La questione fiscale è al centro della mobilitazione della Uil, portata avanti dal leader Pierpaolo Bombardieri. "Con il Rapporto Imu dimostriamo quanto sia gravosa questa imposta in Sicilia, specialmente in un momento di estrema difficoltà per molti," ha dichiarato Lionti. La segretaria ha rilanciato la richiesta di una riforma strutturale del catasto, proposta dalla segretaria confederale Vera Buonomo, per garantire una tassazione più equa sugli immobili che tenga conto delle specificità economiche territoriali, correggendo le disparità e assicurando un prelievo proporzionato al valore reale degli immobili e alla capacità contributiva di ciascuno.
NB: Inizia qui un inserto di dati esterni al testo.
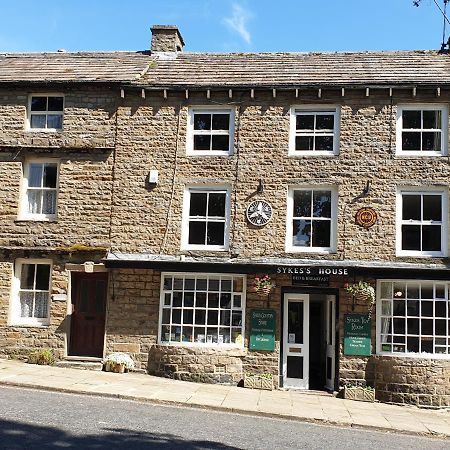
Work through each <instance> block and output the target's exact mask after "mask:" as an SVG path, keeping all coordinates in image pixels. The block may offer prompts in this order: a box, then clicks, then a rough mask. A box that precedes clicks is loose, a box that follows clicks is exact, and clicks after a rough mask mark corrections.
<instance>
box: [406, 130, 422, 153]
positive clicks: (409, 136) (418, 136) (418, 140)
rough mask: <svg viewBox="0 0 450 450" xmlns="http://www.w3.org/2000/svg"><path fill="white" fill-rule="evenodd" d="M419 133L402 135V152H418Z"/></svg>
mask: <svg viewBox="0 0 450 450" xmlns="http://www.w3.org/2000/svg"><path fill="white" fill-rule="evenodd" d="M420 136H421V133H420V131H417V132H411V131H408V132H406V131H404V132H403V133H402V150H420Z"/></svg>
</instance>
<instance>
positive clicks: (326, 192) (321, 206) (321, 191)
mask: <svg viewBox="0 0 450 450" xmlns="http://www.w3.org/2000/svg"><path fill="white" fill-rule="evenodd" d="M313 216H314V217H331V192H330V191H314V192H313Z"/></svg>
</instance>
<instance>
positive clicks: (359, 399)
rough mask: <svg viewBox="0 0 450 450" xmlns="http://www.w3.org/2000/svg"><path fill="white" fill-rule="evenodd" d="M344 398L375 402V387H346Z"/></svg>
mask: <svg viewBox="0 0 450 450" xmlns="http://www.w3.org/2000/svg"><path fill="white" fill-rule="evenodd" d="M344 398H345V399H346V400H358V401H360V402H374V401H375V389H367V388H365V387H362V386H351V387H345V388H344Z"/></svg>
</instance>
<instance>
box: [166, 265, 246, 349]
mask: <svg viewBox="0 0 450 450" xmlns="http://www.w3.org/2000/svg"><path fill="white" fill-rule="evenodd" d="M245 283H246V279H245V277H244V276H242V275H225V274H223V275H221V274H191V273H190V274H183V273H173V274H167V273H165V274H163V275H162V285H161V308H160V320H159V323H160V327H159V343H162V344H177V345H187V346H200V347H201V346H221V347H222V346H223V347H242V346H243V344H244V340H243V336H244V318H245Z"/></svg>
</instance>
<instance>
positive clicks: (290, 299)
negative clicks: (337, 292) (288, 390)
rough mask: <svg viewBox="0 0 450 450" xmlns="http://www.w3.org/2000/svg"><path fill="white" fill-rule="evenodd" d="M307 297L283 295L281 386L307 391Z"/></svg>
mask: <svg viewBox="0 0 450 450" xmlns="http://www.w3.org/2000/svg"><path fill="white" fill-rule="evenodd" d="M308 384H309V295H308V294H285V295H284V320H283V386H284V387H286V388H296V389H308V387H309V386H308Z"/></svg>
Lionti ha concluso con un appello alle istituzioni politiche nazionali e agli enti locali, chiedendo risposte concrete e interventi per rendere più sostenibili le scadenze fiscali. Ha sottolineato l'importanza di utilizzare bene le entrate derivanti dall'Imu per assicurare servizi e assistenza adeguati alle aspettative dei contribuenti, costituiti principalmente da lavoratori dipendenti e pensionati. La situazione fiscale in Sicilia rappresenta un problema di grande rilevanza sociale ed economica, e la Uil continua a battersi per una maggiore equità e giustizia fiscale, auspicando interventi urgenti e mirati per alleviare il peso sui cittadini più vulnerabili. La mobilitazione e le proposte di riforma mirano a garantire un futuro in cui le imposte siano proporzionate e sostenibili, in linea con le reali capacità economiche delle diverse regioni italiane.